Furthermore, it was assumed that the edges of the front laminate were turned backwards, encasing the whole structure. In addition, a number of bolts kept the laminates together across the thickness, securing good mechanical cooperation. The number and arrangement of the bolts is very important for the impact response of the shield and stress distribution.

 

  In the present analysis, it was assumed that the bolts were arranged circumferentially on a circle at 120 mm distance from the shield axis of symmetry. Such an arrangement allows the laminates to slide in relation to each other.

 

    The spear velocity was taken equal to 20 m/sec. Two specific cases were studied.
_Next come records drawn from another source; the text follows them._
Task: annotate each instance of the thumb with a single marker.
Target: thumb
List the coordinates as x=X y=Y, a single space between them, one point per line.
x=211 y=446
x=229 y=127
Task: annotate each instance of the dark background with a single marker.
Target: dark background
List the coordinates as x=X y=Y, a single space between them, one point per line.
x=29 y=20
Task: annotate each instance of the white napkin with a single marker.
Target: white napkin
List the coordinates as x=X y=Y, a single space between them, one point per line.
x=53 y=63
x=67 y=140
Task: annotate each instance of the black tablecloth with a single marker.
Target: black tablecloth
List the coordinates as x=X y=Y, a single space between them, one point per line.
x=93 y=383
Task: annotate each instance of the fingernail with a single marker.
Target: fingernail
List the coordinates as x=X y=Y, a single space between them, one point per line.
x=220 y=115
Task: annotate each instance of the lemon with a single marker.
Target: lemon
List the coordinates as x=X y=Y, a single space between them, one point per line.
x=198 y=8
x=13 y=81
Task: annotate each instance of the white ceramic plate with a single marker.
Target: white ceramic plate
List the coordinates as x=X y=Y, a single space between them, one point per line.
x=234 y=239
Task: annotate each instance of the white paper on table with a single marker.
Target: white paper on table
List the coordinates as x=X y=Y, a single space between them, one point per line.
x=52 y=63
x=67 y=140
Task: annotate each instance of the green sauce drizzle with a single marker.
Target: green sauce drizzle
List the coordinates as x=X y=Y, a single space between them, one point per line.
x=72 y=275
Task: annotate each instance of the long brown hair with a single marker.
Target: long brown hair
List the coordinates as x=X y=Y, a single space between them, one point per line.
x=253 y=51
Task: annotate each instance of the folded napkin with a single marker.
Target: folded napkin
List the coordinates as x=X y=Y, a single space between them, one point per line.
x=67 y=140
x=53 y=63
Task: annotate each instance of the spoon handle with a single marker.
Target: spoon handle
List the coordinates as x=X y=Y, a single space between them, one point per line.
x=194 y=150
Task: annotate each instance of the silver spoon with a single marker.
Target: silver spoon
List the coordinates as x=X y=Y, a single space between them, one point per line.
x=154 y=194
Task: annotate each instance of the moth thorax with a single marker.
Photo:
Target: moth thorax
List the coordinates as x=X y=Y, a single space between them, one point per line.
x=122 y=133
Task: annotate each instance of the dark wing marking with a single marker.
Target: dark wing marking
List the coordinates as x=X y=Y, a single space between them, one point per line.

In the first, all shield laminates consisted of hard bronze (or “copper”), while, in the second, the true (according to Homer) formation of the shield is considered, e.g., two external bronze laminates, two internal tin laminates and a central laminate of gold. The spearhead consists of hard bronze.

 

 

 Fig. 9 Impact behaviour of the spear-shield system, with all shield’s laminates being of bronze, at 4 msec time after contact, by which the spear penetrates the shield.  

 

 

In Fig. 9 the response of the shield when all laminates were of bronze is presented. In this case, the spear penetrates the shield. In Figs. 10 and 11 the respective displacement and velocity diagrams of spear tip and the central point of the shield are plotted against time. Penetration of the shield is complete after 4 ms, while the change in slope of the velocity diagram of the spear tip corresponds to the ensuing penetration into the bronze laminates. At the end of the penetration stage, the spear has almost zero velocity, while the shield displacement reaches 35 mm.

 

 

 

Fig. 10 Displacement diagrams of spear tip and of the central point of the shield plotted against time, when all shield’s laminates are of bronze (5 bronze – or “copper” – laminates). 

 

 

 

Fig. 11 Velocity diagram of spear tip and of the central point of the shield plotted against time, when all shield’s laminates are of bronze (5 bronze – or “copper” – laminates).
 

 

 

Fig. 12 presents the response of the simulated Achillesʼ shield. In this case, the spear tip stopped at the gold laminate, having pierced the two external bronze and tin laminates. This occurs within 1.5 msec, while, in the sequence, the spear rebounded. Fig. 13 presents velocity diagrams of the spear tip and the shield’s central point respectively plotted against time.

 

 

Fig. 12 Impact behaviour of spear-shield system based on the real properties of the individual shield laminates (bronze-tin-gold) at 1.5 msec time, in which case the spear penetrates the two external laminates, i.e., bronze and tin, and is stopped by the gold laminate.

 

 

 

Fig. 13  Velocity diagrams for spear tip and the central point of the shield by using the “real” materials (bronze-tin-gold) of Achilles’ shield.
 

 

  In conclusion, one can note that:

 

        (a) The shield consisted of a layering of laminates with very different mechanical properties, of which the strongest was hard bronze.

 

      (b) The combination of these materials, in the way described in the Iliad, prevented the spear from penetrating the shield, since, on one occasion, it was repulsed and rebounded, while, on the other, it only pierced the first two laminates (bronze-tin) and subsequently it was stopped by the gold laminate.

 

       (c) If all laminates of the structure consisted of bronze, under the same impact conditions, the shield would be penetrated.

 

     This fact is due to the complete difference in behaviour of the materials under static and dynamic loading. The object of a defensive device, like a shield, is to “destroy” (in fact to scatter) the kinetic energy of the projectile, by converting it into heat, and not just to sustain a large static load. This ability is not possessed by hard bronze itself, exhibiting very small deformations in relation to the rest of the materials and also possessing very low damping properties. On the contrary, tin but, mainly, pure (i.e., soft) gold, while undergoing plastic deformation, causes attenuation of the motion by dissipating the kinetic energy of the spear. Moreover, the laminated structure contributes  a certain amount of damping due to friction between the laminates, which, however, is not the main energy dissipation mechanism.

 

*    *    *

   Based on these remarks, the hypothesis that the shield manufacturer possessed deep knowledge of the dynamic mechanical properties of laminated composite structures, essentially nearly modern structural elements, is fully confirmed.